Juillet-1934

Cahier n°34

1[er] juillet [1934 Rome]

Au Forum, répétition de Britannicus. Desjardins vient à moi, me dit :

— Mais qu'est-ce que c'est que cet ambassadeur que nous avons? Il avait l'air ivre hier.

Je dis :

— Il en a quelquefois l'air parce qu'il l'est quelquefois, mais c'est un homme intelligent, ce qui est vrai, et qui réussit très bien ici. Alors n'attachez pas d'importance à l'état dans lequel il était hier soir.

La représentation d'Horace fut magnifique. Voilà un spectacle que je suis heureux d'avoir vu. Il y a eu un moment d'un réel pathétique, c'est quand le vieil Horace (Desjardins) venant du fond de la scène, en fait il n'y avait plus de scène, il venait réellement du lieu de la tuerie, s'approcha des deux sœurs, leur dit "Vos frères sont aux mains…" Dans le ciel se dressaient, sur le fond noir du ciel, les colonnes de Castor et Pollux, derrière la maison des Vestales, l'ombre énorme du Palatin. Tout le monde réellement frissonna. Là-bas, dans la vallée entre le Caelius et le Palatin, le combat fratricide se livrait.

Mussolini en partant déclara à l'ambassadeur qu'il reviendrait pour Britannicus le lendemain.

2 juillet [1934 Rome]

La comtesse Piella me téléphone, me demande de m'occuper du choix des conférenciers pour la saison prochaine au Circolo di Roma. Corvée que je décline en vitesse!

Visite de la Villa par Desjardins et sa femme et des amis. Sympathique comme tout. Ils ont une propriété aux environs de Toulon.

Promenade au Palatin avec les Brussel et Erlanger. Comme on joue ce soir et que le Duce doit venir, le Palatin est fermé au public. J'y fais donc le cicérone dans des conditions de grandeur remarquables. Brussel me raconte les efforts de Fabre pour empêcher Desjardins et Segond-Weber de venir jouer à Rome, leur offrant des engagements précisément pour les jours [1] des représentations ici.
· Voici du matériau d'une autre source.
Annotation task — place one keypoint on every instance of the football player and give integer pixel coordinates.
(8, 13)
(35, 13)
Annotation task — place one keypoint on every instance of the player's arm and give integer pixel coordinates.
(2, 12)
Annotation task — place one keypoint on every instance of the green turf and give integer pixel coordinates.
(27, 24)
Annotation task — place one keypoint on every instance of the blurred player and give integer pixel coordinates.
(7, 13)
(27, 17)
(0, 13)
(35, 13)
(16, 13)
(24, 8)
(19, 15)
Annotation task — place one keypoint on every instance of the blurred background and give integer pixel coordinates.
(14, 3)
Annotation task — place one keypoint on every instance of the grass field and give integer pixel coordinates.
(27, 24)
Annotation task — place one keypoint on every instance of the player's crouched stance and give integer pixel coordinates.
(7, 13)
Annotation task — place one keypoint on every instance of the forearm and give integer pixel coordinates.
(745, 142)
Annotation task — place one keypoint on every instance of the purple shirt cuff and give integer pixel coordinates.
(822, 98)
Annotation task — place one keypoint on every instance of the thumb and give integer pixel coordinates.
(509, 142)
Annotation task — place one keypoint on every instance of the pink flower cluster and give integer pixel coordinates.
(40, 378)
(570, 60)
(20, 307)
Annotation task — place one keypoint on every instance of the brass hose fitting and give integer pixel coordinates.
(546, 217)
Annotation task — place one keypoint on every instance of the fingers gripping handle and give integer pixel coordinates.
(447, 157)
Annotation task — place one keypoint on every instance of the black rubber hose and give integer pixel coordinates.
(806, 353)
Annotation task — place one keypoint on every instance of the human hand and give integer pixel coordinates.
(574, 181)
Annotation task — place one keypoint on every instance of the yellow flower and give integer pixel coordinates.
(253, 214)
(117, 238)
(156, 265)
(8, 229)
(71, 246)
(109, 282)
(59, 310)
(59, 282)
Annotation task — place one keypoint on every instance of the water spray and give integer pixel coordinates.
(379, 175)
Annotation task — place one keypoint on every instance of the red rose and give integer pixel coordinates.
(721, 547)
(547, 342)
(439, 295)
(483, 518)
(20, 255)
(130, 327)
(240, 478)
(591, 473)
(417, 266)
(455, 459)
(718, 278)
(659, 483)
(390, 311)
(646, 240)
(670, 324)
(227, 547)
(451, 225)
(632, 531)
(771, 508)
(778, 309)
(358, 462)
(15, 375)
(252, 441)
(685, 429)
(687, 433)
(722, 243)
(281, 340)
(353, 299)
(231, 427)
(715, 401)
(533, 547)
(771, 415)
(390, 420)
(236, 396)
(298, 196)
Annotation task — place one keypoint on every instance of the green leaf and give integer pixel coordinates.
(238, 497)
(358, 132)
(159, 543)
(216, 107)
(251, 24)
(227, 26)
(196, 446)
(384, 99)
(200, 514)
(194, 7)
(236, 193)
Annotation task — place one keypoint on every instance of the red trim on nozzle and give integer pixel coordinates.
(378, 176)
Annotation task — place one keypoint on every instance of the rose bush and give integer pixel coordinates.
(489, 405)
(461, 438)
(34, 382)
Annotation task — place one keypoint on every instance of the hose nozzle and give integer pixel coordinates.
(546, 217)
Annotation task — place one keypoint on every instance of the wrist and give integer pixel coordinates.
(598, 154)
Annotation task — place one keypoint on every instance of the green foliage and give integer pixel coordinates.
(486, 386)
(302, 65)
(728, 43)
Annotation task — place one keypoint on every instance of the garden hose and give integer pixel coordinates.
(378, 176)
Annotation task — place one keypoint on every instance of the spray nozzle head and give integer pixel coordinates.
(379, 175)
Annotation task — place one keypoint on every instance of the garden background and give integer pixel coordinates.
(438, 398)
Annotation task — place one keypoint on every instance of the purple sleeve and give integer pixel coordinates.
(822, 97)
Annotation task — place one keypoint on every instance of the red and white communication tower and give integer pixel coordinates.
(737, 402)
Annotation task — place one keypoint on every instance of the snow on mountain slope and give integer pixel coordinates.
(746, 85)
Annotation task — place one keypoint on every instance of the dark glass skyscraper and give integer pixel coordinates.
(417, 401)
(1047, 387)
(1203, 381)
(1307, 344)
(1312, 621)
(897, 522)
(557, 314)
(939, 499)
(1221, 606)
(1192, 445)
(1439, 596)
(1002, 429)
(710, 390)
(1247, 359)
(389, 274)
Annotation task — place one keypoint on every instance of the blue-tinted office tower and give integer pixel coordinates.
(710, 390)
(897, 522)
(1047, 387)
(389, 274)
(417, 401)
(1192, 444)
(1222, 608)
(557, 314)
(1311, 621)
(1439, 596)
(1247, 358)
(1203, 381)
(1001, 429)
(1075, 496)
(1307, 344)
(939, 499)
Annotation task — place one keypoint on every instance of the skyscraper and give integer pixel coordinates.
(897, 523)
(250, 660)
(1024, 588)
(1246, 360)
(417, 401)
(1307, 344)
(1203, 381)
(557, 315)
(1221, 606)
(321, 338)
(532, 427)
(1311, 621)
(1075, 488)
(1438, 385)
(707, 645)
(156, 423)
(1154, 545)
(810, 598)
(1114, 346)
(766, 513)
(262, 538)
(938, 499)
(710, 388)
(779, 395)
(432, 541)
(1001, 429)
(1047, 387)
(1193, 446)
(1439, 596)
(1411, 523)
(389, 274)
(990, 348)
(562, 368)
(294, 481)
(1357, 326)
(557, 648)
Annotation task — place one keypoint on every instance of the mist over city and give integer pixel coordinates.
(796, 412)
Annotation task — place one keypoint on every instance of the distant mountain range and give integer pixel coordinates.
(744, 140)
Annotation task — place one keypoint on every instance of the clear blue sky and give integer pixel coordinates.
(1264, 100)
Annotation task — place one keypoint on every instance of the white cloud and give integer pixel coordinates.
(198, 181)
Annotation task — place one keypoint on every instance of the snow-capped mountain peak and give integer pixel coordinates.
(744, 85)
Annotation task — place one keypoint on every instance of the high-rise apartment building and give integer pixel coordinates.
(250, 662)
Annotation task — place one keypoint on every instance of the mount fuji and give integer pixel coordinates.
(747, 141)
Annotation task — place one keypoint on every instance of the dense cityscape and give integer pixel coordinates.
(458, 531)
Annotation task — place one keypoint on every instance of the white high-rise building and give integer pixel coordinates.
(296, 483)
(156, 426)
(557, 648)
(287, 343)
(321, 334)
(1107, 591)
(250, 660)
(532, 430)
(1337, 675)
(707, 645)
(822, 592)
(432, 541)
Direction : examen du budget 1934. De Paris, le prix de Rome musique est voté à Bozza. C'est un homme de trente ans, marié, avec un grand garçon de sept ans.

[la] représentation de Britannicus fut excellente. Gaillard en Néron, Segond-Weber en Agrippine furent excellents. À côté de moi est venue s'installer la belle Madame P. Elle est ravissante, elle se penche sur vous et vous plonge dans les yeux ses yeux langoureux. Mais comme elle est peu intelligente! On a toutes les peines du monde à l'en écarter et à s'en débarrasser. C'est un beau crampon, mais un crampon.

3 [juillet 1934 Rome]

Préparatifs retour à Paris.

Visite Almar et Sabri à propos de ce malheureux Gaber.

Avec Fournier je visite l'appart[emen]t de Gauthier. C'est tordant. Partout il a fait mettre doubles verrous, barres de fer pour barrer les portes. Il faisait changer serrures tous les mois! La preuve de la folie est là, patente.

Visite des travaux Bizette et Gemignani. Le dernier prépare une esquisse excellente de pêcheurs pour son envoi.

Les pensionnaires, comme je suis seul, me demandent de venir dîner avec eux sous la loggia. Soirée calme et magnifique. Je pense à Paris, à mon beau travail que je vais bientôt retrouver. Il n'y a, en vérité, que cela qui compte. Comme j'ai compliqué ma vie!

[1]    . Suivi par : "exactement", raturé.